The reason I mention it is that the bottleneck for most people isn't "I have a great thread ready and need to schedule it." It's "I know I should write more threads but I never know what to write about." Different problem, different tool. If that's you, having a set of twitter post templates to work from can also help you get unstuck.

Quick comparison#

| Tool | Thread editor | Auto-numbering | Thread analytics | AI writing | Starting price | |------|:---:|:---:|:---:|:---:|---:| | Typefully | Excellent | Yes | Yes | Limited | $12.50/mo | | Hypefury | Good | Yes | Basic | Yes | $19/mo | | Buffer | Basic | No | No | No | $6/mo | | Publer | Decent | Yes | No | No | $12/mo | | X native | N/A | N/A | N/A | No | Free |

My recommendation#

If threads are a significant part of your X strategy, use Typefully. The editor alone is worth the subscription. You'll write better threads faster, and the analytics help you improve over time.

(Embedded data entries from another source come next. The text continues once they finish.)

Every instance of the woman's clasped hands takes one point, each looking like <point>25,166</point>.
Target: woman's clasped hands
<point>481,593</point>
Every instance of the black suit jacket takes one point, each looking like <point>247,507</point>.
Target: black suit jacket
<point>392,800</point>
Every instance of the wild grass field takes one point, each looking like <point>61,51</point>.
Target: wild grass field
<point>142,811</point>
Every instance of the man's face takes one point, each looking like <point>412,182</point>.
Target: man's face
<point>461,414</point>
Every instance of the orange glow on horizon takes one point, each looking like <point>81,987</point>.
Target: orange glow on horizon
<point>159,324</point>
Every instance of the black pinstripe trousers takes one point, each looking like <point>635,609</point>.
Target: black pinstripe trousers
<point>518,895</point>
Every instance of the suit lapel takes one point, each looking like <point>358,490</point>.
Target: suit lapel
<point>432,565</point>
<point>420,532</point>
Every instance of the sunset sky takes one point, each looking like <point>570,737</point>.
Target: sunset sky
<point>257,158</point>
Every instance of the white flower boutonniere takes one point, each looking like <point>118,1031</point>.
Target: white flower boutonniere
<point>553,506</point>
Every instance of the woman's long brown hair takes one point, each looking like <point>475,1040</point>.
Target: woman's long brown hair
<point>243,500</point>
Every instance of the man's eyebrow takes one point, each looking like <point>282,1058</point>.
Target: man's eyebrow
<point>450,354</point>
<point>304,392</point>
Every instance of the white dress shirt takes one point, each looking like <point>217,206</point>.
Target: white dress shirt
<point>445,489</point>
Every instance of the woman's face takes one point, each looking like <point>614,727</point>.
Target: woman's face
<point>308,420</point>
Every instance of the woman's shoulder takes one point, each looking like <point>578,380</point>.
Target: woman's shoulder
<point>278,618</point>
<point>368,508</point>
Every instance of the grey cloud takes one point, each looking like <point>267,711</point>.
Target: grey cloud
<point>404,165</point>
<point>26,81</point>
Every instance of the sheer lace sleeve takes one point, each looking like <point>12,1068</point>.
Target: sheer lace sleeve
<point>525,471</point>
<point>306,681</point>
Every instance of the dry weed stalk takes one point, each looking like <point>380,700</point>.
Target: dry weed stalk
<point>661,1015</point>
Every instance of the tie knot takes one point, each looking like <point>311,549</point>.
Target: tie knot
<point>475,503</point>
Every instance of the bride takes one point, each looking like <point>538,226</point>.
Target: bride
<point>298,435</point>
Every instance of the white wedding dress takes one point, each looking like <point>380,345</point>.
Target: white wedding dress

If you want thread scheduling as part of a broader growth toolkit, Hypefury bundles it with automation features that can amplify your best content. I compared Hypefury and all the other options in my best twitter schedulers roundup.

If you already use Buffer and your thread output is low (one or two per month), it works fine without adding another tool.

And if your bottleneck is coming up with thread ideas rather than scheduling them, look at EchoPost for the content generation side and pair it with Typefully for the thread writing and scheduling.

Don't overthink it. The best thread scheduler is whichever one removes enough friction that you actually write and publish threads instead of just thinking about it.